Marine accidents are to be investigated by a new independent authority which will seek to avoid delays, recrimination and blame.
Evidence given to the marine casualty investigation board (MCIB) will be confidential and witnesses will not be incriminated in possible criminal prosecutions, the Minister for the Marine and Natural Resources, Dr Woods, has said.
Accepting the recommendations of the Government's marine casualties policy review group yesterday in Dublin, the Minister also promised to publish several outstanding investigations shortly. Eleven reports are still with, or have only just been cleared by, the Attorney General's office. They include the loss of the Donegal trawler Carrickatine, with six crew on board in 1995, and the sinking of the Jenalisa off the south-east coast in 1996.
The review group was initiated by Dr Woods's predecessor, Mr Sean Barrett, 18 months ago under the chairmanship of Mr Vincent Power, solicitor, maritime lawyer and partner at A.& L. Goodbody's.
The 10-member group was commissioned to examine existing policy and procedures, and to look at casualty investigation systems in other countries.
It met members of several bereaved families, including relatives of the Carrickatine crew.
The group took evidence at home and abroad, including statutory institutions in Australia, New Zealand, Europe and the US. It recommends enactment of a new legislative and procedural regime, based on the principle of identifying the cause of accidents rather than apportioning blame.
It recommends that reports of investigations be published within a specific time and that public tribunals be used only in the "most exceptional" circumstances, where there is obstruction by witnesses or the cause of the casualty is technically very complex.
Reports produced by an independent marine casualty investigation board should be given statutory protection, and the factual conclusions should not be reopened by a court or disciplinary tribunal other than in the most exceptional circumstances, such as where fraud or bias is alleged on the part of the MCIB or the investigators acting on its behalf, the group says.
It also recommends the publication of annual summaries of investigations.
The new legislation, which would involve repealing relevant parts of the existing 1894 Merchant Shipping Act, should provide for taking blood/urine samples from participants in any casualty to determine whether the presence of alcohol or drugs might have contributed to the casualty, the group says.
It also recommends shortening the seven-year period for declaration of death where a body has been lost at sea.
Coroners should confine the inquest to those functions set out in the Coroners' Act and should not seek to re-examine the technical aspects of the casualty, which is more appropriately the remit of technical marine investigators, it observes.
It also says that Ireland should continue to investigate marine casualties involving Irish-registered vessels, wherever in the world such accidents occur.
The group notes that existing legislation is now over a century old and is in clear need of modernisation.
At yesterday's publication the Minister, Dr Woods, said he accepted all the recommendations and would move on the necessary legislative changes very shortly. An independent board would not be costly to set up, he said, as staff would be drawn from the existing marine survey office.

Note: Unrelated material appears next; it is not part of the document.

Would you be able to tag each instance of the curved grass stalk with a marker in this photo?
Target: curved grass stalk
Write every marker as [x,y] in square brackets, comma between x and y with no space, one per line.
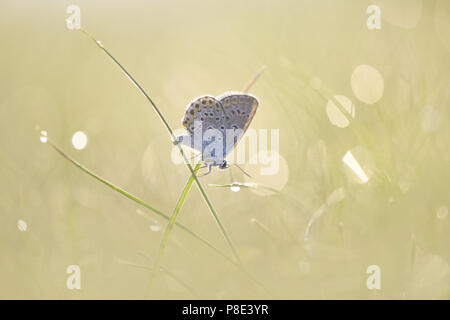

Given that the Irish Marine Emergency Service (IMES) could be extending its remit to inland waterways, there was no reason this new board would not also deal with accidents occurring inland, he said.
It was during Dr Woods's first term of office as marine minister in 1992 that the policy of not publishing details of marine fatalities was changed in line with a new approach in Britain.
The first report published, subject to editing on legal advice, was on the deaths of the two Tomlins children on the ferry Celtic Pride. Several further reports were published, but legal aspects proved so difficult that the review group was set up by his predecessor to identify and recommend improvements.
The Minister thanked in particular those members of fishing and coastal communities whose lives had been directly affected by casualties and who had taken the time to share their tragic experiences with the review group.
The group's findings were particularly appropriate at a time of much change in the area of sea safety, including the transformation of IMES into a national coastguard, the strengthening of the position of the Naval Service, a whitefish fleet renewal scheme which had exceeded all expectations in terms of interest, and grants for safety equipment on fishing vessels, the Minister added.